Corporate Governance must be about people

by | Apr 3, 2024 | Corporate Governance Debates, Reviews Of Corporate Failures, Risks And The Boardroom | 0 comments

32 years after the Cadbury Report defined modern corporate governance rules, corporate scandals continue to happen. Another version of the Corporate Governance Code came out in January with yet more minor changes. Why isn’t corporate governance working and why do corporate failures keep happening?

Growing frustration is leading to demands for ever more regulation, but we’ve actually already got the benefits from good governance. Added pressure to do more is leading to just more reporting and random ‘good ideas’ for new rules that have no evidential-basis: Diminishing regulatory returns.

Running companies is difficult and humans make mistakes. Good governance increases the chances that boards make sensible decisions, but it has its limits. It can’t eliminate corporate failures; competition is often a zero-sum game.

But, even when directors are able and experienced, boards sometimes still make disastrous decisions or are far too late in spotting problems. Tesco and Carillion, for example, conformed closely to the governance code with quality boards, yet still got into trouble. What governance regulation would have stopped the Post Office scandal?

Corporate governance initially focussed on process and organisation. Later, attention turned to culture, with the 2024 Code now insisting: a company’s culture should promote integrity and openness, value diversity and be responsive to the views of shareholders and wider stakeholders.’  Hard to disagree, but it’s not enough.

Culture is about group norms and behaviours, but boardroom decisions are taken by individuals who may be distracted, complacent, uninformed or stressed. A company may have a ‘good open culture’, but this won’t explain why the CEO takes a particular decision under stress or why directors don’t act faster to address problems.

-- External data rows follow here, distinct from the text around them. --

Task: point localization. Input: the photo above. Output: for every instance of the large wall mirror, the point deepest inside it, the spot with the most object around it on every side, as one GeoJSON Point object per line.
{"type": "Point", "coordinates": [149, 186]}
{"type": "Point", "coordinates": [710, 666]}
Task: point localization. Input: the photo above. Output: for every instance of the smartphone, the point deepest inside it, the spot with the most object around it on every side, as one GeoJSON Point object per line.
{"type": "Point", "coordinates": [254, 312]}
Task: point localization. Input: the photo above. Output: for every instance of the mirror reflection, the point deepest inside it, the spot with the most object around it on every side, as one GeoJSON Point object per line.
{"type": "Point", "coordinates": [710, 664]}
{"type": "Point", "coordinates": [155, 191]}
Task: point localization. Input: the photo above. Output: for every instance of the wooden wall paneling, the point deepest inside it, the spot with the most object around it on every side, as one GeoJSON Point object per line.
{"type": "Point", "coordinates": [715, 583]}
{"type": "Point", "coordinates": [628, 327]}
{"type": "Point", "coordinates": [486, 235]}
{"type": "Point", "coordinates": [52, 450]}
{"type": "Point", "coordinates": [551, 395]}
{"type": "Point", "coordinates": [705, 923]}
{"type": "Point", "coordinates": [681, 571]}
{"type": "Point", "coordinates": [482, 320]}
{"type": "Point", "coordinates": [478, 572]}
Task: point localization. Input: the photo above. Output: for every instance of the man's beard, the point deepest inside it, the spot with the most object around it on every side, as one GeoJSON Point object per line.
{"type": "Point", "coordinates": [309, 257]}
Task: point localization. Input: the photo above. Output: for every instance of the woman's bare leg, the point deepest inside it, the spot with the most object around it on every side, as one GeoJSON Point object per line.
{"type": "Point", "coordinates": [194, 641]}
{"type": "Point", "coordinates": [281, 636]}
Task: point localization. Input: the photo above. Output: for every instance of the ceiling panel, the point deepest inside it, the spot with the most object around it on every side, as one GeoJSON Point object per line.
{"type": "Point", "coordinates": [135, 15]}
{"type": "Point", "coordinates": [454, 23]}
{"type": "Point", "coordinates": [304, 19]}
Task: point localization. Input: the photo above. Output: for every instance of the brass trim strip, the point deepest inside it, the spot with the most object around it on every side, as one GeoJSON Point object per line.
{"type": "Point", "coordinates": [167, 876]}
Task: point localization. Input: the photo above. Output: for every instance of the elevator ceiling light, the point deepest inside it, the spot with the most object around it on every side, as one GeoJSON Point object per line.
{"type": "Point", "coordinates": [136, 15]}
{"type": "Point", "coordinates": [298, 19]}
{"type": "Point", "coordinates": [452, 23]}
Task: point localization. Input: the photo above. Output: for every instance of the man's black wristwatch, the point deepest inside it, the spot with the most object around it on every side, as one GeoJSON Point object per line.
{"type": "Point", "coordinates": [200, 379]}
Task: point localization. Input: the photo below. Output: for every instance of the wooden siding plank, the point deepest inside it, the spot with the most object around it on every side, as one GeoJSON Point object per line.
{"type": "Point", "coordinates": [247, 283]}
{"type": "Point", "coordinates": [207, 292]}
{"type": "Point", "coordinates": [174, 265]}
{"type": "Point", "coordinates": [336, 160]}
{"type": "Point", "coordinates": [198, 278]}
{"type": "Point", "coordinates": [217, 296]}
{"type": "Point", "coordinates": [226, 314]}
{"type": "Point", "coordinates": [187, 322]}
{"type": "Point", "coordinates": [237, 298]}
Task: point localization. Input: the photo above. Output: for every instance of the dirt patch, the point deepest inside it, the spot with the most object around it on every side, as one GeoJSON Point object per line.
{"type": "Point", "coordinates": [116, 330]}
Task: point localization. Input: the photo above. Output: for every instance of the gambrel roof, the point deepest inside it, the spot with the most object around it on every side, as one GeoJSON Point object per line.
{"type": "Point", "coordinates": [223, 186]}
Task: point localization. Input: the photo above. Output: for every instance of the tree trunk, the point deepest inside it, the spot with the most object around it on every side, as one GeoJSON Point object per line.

The human element to decision-making is about understanding the effects things like poor communication, complacency, distraction, lack of knowledge, poor assertiveness, fatigue, pressure and stress. To understand why boards sometimes do the wrong thing, we must understand these.

Better understanding of human factors in the boardroom would provide new insight into how crises and failures start and develop, enabling us to enhance the training and developing of directors, raising awareness of the importance and impact of human factors on decision-making. This is not some cod psychology or academic goose chase. Understanding human factors is a meticulously researched, empirical area of knowledge that is crucial to how high-risk industries, such as aviation, nuclear and marine industries keep us safe.

 

It would also challenge existing governance rules that often have unanticipated consequences. For example, excess focus on reporting causes boards to wordsmith in place of talking about the issues themselves.

 

Another illustration is in company risk reports, which invariably make a telephone directory looks fascinating and certainly more useful: bland, complacent and meaningless. Understanding how companies handle risk to protect against human factors is exactly how high-risk industries achieve such impressive safety. People still make mistakes, but the systems are robust enough to catch and mitigate them. As the CAA says: “In order to reduce HF [Human factors] risks to aviation safety we must influence attitudes and behaviours while embedding HF thinking into everything we do.” Needless to say, board directors are every bit as human, fallible and stressed as airline pilots.

 

Corporate governance regulation has achieved a lot, but it’s reached the end of the road. To go further we don’t need more regulation, we need a better understanding of how individuals respond to different circumstances on boards. There is a huge body of work on such human factors already tried, tested and used successfully. Why on earth are we not applying this to the boardroom?

 

It’s time the boardroom became as safe as the skies.

 

This article appeared first in the Times on 3 April 2024.